SOM Footwear: Handmade and based in Montrose, Colorado, since 2014. SOM established itself as a local manufacturer of minimalistic footwear that to this day, produces every shoe under one single factory/headquarters in well, Montrose, Colorado. Their products are made with raw materials sourced from within the very state in an eco-friendly fashion. Plus, you can contact them to support their hunt for better domestic materials!

They also specialize in perfecting trail running and casual sneakers with a very unique sense of community, as the company has become a supplier for local teams and athletes.

SoftStar Shoes: SoftStar shoes all hail from their original facility in Oregon in 1985. Founded by husband-and-wife Tim and Jeanie Oliver, they were inspired to sew soft leather shoes by a local artisan who taught them how to do the same for their daughter Corina.

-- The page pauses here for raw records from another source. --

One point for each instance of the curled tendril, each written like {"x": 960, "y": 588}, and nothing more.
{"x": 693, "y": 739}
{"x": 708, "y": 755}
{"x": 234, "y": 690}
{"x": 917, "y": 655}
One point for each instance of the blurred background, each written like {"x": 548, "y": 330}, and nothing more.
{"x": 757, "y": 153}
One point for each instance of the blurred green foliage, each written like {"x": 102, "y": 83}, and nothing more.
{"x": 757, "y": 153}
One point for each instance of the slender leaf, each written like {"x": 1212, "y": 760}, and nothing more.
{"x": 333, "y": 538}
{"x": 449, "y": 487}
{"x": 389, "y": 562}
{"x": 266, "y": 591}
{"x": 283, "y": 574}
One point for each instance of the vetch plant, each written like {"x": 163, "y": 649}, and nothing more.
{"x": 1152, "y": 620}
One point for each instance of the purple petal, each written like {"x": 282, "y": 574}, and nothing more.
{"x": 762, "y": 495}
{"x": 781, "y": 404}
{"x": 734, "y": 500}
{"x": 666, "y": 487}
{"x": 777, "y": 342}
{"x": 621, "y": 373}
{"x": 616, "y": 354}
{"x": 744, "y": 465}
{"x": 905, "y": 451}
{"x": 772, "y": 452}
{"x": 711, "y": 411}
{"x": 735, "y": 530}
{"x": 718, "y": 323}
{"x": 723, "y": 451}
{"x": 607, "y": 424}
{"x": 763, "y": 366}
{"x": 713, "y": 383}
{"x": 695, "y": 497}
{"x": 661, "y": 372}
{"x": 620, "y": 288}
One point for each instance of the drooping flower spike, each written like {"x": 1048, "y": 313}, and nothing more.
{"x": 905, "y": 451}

Since then, SoftStar became one of the most organic shoemaker brands in the world! Every shoe is handcrafted from raw materials with a design modeled after the human’s natural feet silhouette. I found out that they apply this same principle to their athletic footwear, and I think it’s a remarkable approach to athletic footwear for basically every sport there is.

Brand Name Origin
New Balance (select models)
Massachusetts and Maine
Carson Footwear Milwaukie, Oregon
SAS Shoes Texas, USA
SOM Footwear Montrose, Colorado
SoftStar Shoes Philomath, Oregon

Wrap Up

That does it for this article. If you have any further questions regarding where Asics are made, let us know in the comments below. If you have any information you feel we should add to our article also, please let us know below.

3 thoughts on “Where Are Asics Made? 2024 Overview”

  1. Hey Kevin, I’m in love with running and I also love ASICS. Do they offer any premium models that are made America? If no, what would you recommend?

    • Hey Kazie sadly ASICS does not offer any models that are made in the USA. They’ve always been one of my favorite brands but since they are made overseas I’m trying to find a good alternative. Sadly, I haven’t been able to find anything comparable. There are many good barefoot-like shoes but when it comes to a traditional running shoe the search continues for me.

  2. I, too, took to looking this up about a year ago. I did learn that China does make some shoes and sends them out to have labels from these Asian countries that you listed attached because of the backlash. The information was not as clear as I would have liked, but there was a warning that even though they say Made in X, they still could have a connection to China; because I love my Asics, I choose to believe mine were made in Vietnam like the label says and nowhere else.
    Thank you for your investigating and reporting.